Longest Common Subsequence (LCS) Algorithm
Overview
The Longest Common Subsequence (LCS) problem is a classic problem in computer science. Given two sequences, the goal is to find the length of their longest subsequence that appears in both of them in the same order (but not necessarily contiguously).
Algorithm
The LCS problem is typically solved using Dynamic Programming. Let strings X
and Y
have lengths m
and n
, respectively. We define a 2D array dp
where dp[i][j]
stores the length of LCS of X[0..i-1]
and Y[0..j-1]
.
if X[i-1] == Y[j-1]: dp[i][j] = dp[i-1][j-1] + 1 else: dp[i][j] = max(dp[i-1][j], dp[i][j-1])
The value at dp[m][n]
gives the length of the LCS.
Time Complexity
O(m * n), where m and n are lengths of the input strings.
Space Complexity
O(m * n), or O(n) with space optimization using rolling arrays.
Easy Problems
1. Length of LCS
Given two strings, return the length of their LCS.
#include <iostream>
#include <vector>
#include <string>
using namespace std;
int lcsLength(string X, string Y) {
int m = X.size(), n = Y.size();
vector<vector<int>> dp(m + 1, vector<int>(n + 1, 0));
for (int i = 1; i <= m; ++i) {
for (int j = 1; j <= n; ++j) {
if (X[i - 1] == Y[j - 1])
dp[i][j] = 1 + dp[i - 1][j - 1];
else
dp[i][j] = max(dp[i - 1][j], dp[i][j - 1]);
}
}
return dp[m][n];
}
2. Check if one string is a subsequence of another
Using LCS to determine if a string is a subsequence of another.

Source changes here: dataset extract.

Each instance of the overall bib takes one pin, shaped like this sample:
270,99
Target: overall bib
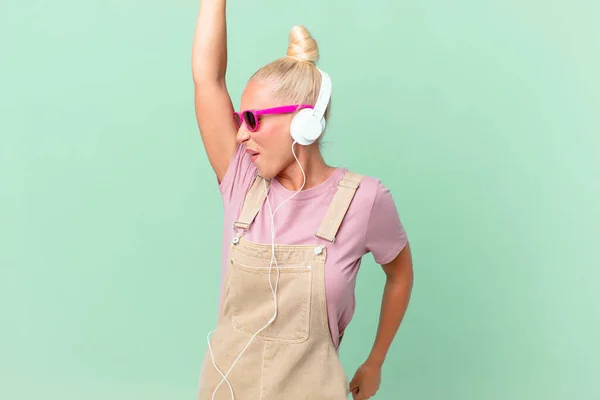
294,357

bool isSubsequence(string s, string t) {
return lcsLength(s, t) == s.length();
}
Intermediate Problems
1. Print the LCS
Instead of just the length, return the actual LCS string.

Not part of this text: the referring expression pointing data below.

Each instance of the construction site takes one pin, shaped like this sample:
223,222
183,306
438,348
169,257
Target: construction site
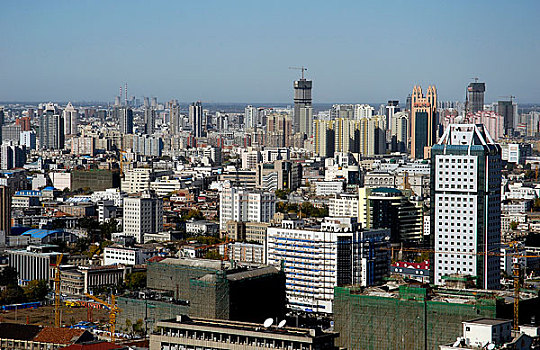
417,316
208,289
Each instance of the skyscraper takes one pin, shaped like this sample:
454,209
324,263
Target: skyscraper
302,99
125,116
196,119
306,121
475,97
149,120
71,120
51,129
507,110
466,205
5,210
250,117
423,121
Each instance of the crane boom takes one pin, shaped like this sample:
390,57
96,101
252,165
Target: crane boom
113,310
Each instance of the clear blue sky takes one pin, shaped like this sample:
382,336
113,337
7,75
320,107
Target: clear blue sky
240,51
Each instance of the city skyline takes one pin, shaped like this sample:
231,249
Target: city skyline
221,53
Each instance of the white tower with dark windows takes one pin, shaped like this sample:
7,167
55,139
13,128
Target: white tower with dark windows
466,205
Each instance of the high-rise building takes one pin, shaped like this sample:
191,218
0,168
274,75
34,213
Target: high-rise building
142,215
51,129
245,205
306,121
71,120
250,117
302,99
318,259
475,97
400,129
466,205
5,211
423,121
149,120
196,119
12,156
125,116
508,110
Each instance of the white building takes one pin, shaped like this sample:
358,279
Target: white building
345,205
245,205
71,120
126,256
466,199
142,215
137,180
318,259
328,188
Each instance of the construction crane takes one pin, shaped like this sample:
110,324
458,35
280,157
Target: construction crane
57,290
303,69
516,269
113,310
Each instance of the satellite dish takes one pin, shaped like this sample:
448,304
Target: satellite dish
268,322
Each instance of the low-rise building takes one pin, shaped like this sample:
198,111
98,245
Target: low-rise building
194,333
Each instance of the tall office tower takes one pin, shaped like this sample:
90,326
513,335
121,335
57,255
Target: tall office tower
244,205
369,136
142,215
149,120
196,119
302,98
324,138
392,107
28,139
466,200
71,120
24,123
363,111
12,156
176,119
250,117
51,129
125,117
508,110
316,260
423,121
278,130
475,97
400,129
306,121
5,210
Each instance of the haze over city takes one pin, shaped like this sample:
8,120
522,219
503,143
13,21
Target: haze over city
240,51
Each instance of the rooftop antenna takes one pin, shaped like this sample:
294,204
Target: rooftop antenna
268,322
303,69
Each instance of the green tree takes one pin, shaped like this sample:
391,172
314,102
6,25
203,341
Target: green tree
36,290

string printLCS(string X, string Y) {
int m = X.length(), n = Y.length();
vector<vector<int>> dp(m+1, vector<int>(n+1, 0));
for (int i = 1; i <= m; i++) {
for (int j = 1; j <= n; j++) {
if (X[i-1] == Y[j-1])
dp[i][j] = dp[i-1][j-1] + 1;
else
dp[i][j] = max(dp[i-1][j], dp[i][j-1]);
}
}
string lcs;
int i = m, j = n;
while (i > 0 && j > 0) {
if (X[i-1] == Y[j-1]) {
lcs = X[i-1] + lcs;
i--; j--;
} else if (dp[i-1][j] > dp[i][j-1])
i--;
else
j--;
}
return lcs;
}
2. Minimum number of deletions and insertions to transform one string into another
pair<int, int> minDelInsert(string X, string Y) {
int lcs = lcsLength(X, Y);
int deletions = X.size() - lcs;
int insertions = Y.size() - lcs;
return {deletions, insertions};
}
Hard Problem
Shortest Common Supersequence
Find the shortest string that has both strings as subsequences.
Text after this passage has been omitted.